К рассвету шторм, наконец, начал стихать. Линейный броненосец «Громовержец», временный флагман эскортной флотилии «Полторы пушки», мотало по волнам уже восьмые сутки. Стальную громаду восемнадцати тысяч тонн водоизмещения швыряло огромными валами, как рыбацкую шаланду. Тонны воды, прокатываясь по палубе, снесли всё, что было плохо принайтовано[1], и даже кое-что из того, что было принайтовано хорошо.

Ходовая рубка качалась с такой амплитудой, что даже мичман Степан Матроско, рожденный, по его словам, в барбете[2] под пушкой, ходил бледный с прозеленью и частенько отлучался в кают-компанию за порцией рома. Чтобы не стать лагом к волне, машины держали на полном ходу, и прочный корпус вибрировал, расшатывая заклепки переборок. Кочегары буквально валились с ног, а угольные бункера стремительно пустели. Когда форштевень броненосца, прорезав очередную волну, повисал в облаке пены, у капитана каждый раз ёкало внутри — казалось, что корабль переломится пополам, не выдержав напора стихии.

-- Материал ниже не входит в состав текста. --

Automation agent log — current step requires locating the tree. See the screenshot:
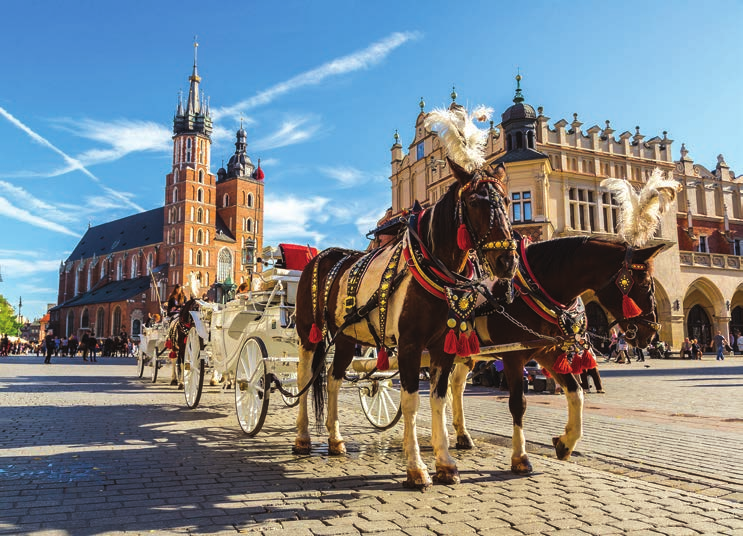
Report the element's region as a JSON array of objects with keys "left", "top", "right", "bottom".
[{"left": 0, "top": 294, "right": 21, "bottom": 335}]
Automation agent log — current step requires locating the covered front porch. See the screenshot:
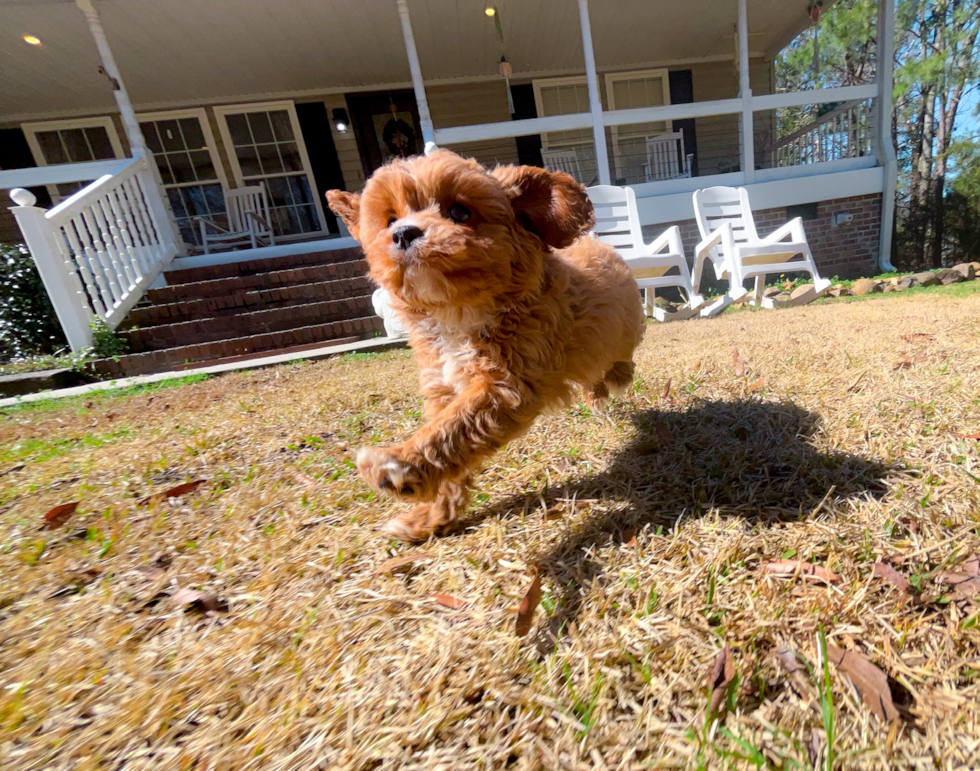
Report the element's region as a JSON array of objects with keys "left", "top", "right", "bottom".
[{"left": 0, "top": 0, "right": 895, "bottom": 356}]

Но всё когда-нибудь кончается, и небывалой для этих широт силы шторм, утробно порыкивая громами небесными, откатился постепенно к зюйду, оставив на память о себе мерную зыбь на поверхности Срединного Океана, обломки катера на верхней палубе и течь в трюме. Как только стало ясно, что худшее позади, Александр Ефимович Орский, потомственный офицер в пятом поколении, чьи предки ходили еще на панцирных броненосцах класса «Глуар», наконец смог позволить себе покинуть мостик. Махнув рукой на рвущегося к нему с докладом старпома, — «Потом, потом!» — он добрался до адмиральской каюты, которую занимал как временно исполняющий обязанности командующего флотилией, рухнул на койку и заснул, не раздеваясь.

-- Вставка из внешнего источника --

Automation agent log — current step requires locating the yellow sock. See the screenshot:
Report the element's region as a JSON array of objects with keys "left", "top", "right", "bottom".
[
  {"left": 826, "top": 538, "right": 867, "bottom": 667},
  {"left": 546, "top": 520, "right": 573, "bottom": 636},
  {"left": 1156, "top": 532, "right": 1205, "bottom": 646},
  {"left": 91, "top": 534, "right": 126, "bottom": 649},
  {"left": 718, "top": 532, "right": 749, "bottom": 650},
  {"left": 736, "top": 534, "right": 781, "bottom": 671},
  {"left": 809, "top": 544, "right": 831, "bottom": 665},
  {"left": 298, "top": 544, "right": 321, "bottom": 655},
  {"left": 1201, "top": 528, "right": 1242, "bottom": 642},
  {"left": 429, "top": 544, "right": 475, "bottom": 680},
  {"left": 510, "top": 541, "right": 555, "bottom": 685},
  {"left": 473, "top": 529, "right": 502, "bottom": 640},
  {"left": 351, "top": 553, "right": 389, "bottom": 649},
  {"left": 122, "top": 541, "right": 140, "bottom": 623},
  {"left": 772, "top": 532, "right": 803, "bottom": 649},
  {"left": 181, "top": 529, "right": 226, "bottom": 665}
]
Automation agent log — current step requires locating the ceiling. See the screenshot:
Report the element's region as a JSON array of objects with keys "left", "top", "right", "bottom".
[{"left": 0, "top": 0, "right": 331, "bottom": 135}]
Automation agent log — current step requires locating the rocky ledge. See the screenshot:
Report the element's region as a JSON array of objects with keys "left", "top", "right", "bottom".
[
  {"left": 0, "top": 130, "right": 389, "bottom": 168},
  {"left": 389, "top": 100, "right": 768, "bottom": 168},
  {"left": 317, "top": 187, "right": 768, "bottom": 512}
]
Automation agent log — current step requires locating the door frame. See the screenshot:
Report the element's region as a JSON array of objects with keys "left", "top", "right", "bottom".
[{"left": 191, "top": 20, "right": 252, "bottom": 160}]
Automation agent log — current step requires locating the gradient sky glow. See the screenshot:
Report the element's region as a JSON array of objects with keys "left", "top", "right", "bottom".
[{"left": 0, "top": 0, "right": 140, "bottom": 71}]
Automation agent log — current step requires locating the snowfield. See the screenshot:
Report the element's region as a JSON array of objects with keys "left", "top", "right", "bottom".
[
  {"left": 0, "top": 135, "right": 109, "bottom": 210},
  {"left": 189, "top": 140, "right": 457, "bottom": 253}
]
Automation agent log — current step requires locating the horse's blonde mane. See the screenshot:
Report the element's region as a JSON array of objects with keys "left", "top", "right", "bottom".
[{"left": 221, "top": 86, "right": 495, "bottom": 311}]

Разбудил его стук в дверь.

— Сан Фимыч! А Сан Фимыч! Господин капитан! — голос был робок, но полон решимости. Если уж старпом решился разбудить капитана, то уж точно не отстанет, пока своего не добьется.

Орский, поднявшись, недовольно посмотрел в зеркало на мятый китель и опухшее со сна лицо. Нет, показаться подчиненным в таком виде было решительно невозможно.

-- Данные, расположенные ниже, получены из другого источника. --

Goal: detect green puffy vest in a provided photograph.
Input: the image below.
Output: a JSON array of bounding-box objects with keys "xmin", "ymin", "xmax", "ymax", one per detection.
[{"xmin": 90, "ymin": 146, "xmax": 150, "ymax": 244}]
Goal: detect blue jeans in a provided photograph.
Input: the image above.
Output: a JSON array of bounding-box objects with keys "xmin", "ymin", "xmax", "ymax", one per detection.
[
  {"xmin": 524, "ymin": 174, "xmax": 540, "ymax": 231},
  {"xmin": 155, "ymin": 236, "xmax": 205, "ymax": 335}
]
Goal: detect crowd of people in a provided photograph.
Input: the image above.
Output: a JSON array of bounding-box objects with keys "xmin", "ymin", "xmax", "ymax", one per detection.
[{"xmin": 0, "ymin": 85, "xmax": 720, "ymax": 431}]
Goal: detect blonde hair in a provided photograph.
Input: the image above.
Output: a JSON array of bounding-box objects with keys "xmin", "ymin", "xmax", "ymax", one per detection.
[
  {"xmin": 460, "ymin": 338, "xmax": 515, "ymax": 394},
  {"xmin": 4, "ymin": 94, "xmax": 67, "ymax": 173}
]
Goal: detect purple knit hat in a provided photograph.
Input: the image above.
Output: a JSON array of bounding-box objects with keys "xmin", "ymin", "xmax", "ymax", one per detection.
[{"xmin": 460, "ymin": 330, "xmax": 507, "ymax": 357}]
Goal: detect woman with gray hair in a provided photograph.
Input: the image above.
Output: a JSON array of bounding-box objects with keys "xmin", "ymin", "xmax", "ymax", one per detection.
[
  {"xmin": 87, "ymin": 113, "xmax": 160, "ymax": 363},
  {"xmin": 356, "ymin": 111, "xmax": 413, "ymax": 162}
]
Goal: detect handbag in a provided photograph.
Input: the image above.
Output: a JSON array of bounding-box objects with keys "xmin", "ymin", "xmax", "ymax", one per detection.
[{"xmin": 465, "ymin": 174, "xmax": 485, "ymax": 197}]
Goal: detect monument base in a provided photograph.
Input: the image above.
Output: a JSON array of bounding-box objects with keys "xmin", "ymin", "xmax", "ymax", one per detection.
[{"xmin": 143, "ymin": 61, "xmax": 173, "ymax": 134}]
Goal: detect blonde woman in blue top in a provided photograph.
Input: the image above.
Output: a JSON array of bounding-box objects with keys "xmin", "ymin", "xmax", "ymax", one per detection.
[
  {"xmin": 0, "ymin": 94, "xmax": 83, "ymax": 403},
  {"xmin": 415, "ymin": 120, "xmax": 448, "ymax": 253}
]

— Минуту, Сергей Иванович! — рявкнул он сквозь дверь своим лучшим командирским басом. — Извольте подождать!

Наскоро умывшись и расчесав бороду, капитан достал из шкафа свежий китель и чистую рубашку. Оглядев себя, остался доволен — как будто и не было этих восьми дней сна урывками, крепчайшего кофе с ромом и непрерывной болтанки. Настоящий капитан, а там, глядишь — чем морской черт не шутит — и адмирал. Без дурацкой приставки «исполняющий обязанности». Решительным шагом, каковой только и подобает будущему адмиралу, он проследовал в коридор, бросив на ходу старпому:

— Кофе мне на мостик, и доложите обстановку.



С высоты ходового мостика спокойная поверхность океана казалась стеклянной. Машинный телеграф стоял на «средний вперед», и скошенный назад форштевень резал волну, как ножницы шёлк. С палубы уже убрали обломки шлюпок и прочий мусор, и матросы спешно драили всё подряд, придавая флагману подобающий вид.

— Сан Фимыч, извольте… — прошелестело за плечом.

Орский принял у старпома кружку кофе и благосклонно кивнул, щурясь от утреннего солнышка:

— Докладывайте, Сергей Иванович, докладывайте!

— Не сочтите за панический настрой, Сан Фимыч, но ситуация на корабле далека от идеальной, да-с. Весьма, я бы сказал, далека…

— Отчего же так? — нахмурился капитан.

— Видите ли, последствия шторма не лучшим образом…

— Да что вы, Сергей Иваныч, сопли жуете-то! — неожиданно перебил старпома нахальный голос мичмана Матроско. — В полной жопе наш «Громыхалка», так и говорите.

— Мичман! Извольте соблюдать субординацию, иначе отправитесь в палубную команду с ведром и шваброй! — возмутился старпом.

— Да хоть в кочегары запишите! — ощерился Степан. — А я, когда вижу жопу, жопою её и именую! Без этих ваших… екивокиев!

— Да как вы смеете вообще!

— Оставьте, старпом, пусть говорит, — вздохнул капитан. — Нашего мичмана проще выслушать, чем угомонить. Ну, что вы хотели сказать, Степан?

— А то, кэп, что полный афедрон нам выходит.

— Отчего же так?

— А сами посудите, Сан Фимыч: флотилию мы растеряли, пока штормовались. Миноносцев наших и на горизонте не видать, хоть так, а хоть и в биноклю. А без эскадры мы что? Мишень мы без эскадры. Мы ж линейный all-big-guns, у нас противоминного калибру нет. Нас же без миноносцев куры заклюют!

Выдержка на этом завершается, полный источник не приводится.